Part of what is overwhelming during the holidays is spending 24-plus days planning for a single day event. Or if you are one of the lucky people to start Christmas the night before, two days.
It’s similar when you plan a novel. The characters, plot, editing, theme, formatting, reviews, marketing… There’s so much to mange that you might freeze instead of start.
Interestingly, both Christmas and new releases have a similar letdown on the day after.
Christmas is intense focus on gifts, meal, food…a perfect minute. And the more expectation you have, the greater the chance of disparity between want and reality.
Instead of trying to see and plan the whole, either in writing or in the holiday, try looking at the moments.
Don’t wait until Christmas
If there’s one thing Thanksgiving teaches, it’s that no one wants three slices of pie after a meal.
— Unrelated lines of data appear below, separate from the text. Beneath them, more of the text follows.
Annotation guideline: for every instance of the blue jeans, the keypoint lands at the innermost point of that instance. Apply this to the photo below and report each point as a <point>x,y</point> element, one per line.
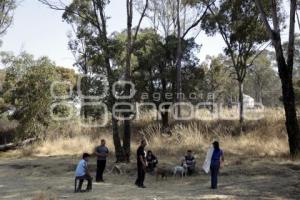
<point>214,171</point>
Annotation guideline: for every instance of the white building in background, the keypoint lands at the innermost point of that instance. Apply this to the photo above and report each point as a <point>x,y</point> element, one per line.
<point>248,101</point>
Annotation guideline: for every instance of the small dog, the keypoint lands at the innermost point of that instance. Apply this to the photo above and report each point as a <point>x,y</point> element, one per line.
<point>182,170</point>
<point>161,172</point>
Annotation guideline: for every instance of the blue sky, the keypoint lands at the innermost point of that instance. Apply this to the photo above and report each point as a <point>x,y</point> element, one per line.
<point>41,32</point>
So, why not have one kind of pie each week for three weeks?
Instead of saving the peppermint cocoa and apple cider for Christmas Eve, take a moment in the middle of the week to sip a mug and stare out the window. Call that Wednesday night cuppa, “Christmas.”
It doesn’t always have to be about calories, but the point is to spread out the celebration. Open a gift when someone hands it to you. Don’t put it all under the tree.
And for a large scope project like a novel, only focus on the next step instead of contemplating the overwhelming-whole.
Celebrate as you go
A Christmas moment could be a phone call with a friend. Reading a Christmas book from your childhood or allowing yourself to make a craft or decoration instead of a chore. Create and listen to a Christmas playlist. Allow what brings you joy as a means of celebration.
Write as you go
If you only have Saturdays to write, there is a buildup of expectation where you want it to be perfect and productive. But in a daydream moment during your commute, you can do the pre-work of writing, editing and problem solving.
Notebooks, note apps or texting yourself can help pin those flitting thoughts for study later on. Blog posts and books can both start with an incomplete thought in a journal or text. If you’re a writer, you can write all the time, whether you are people watching, in conversation, reading, or alone in your head.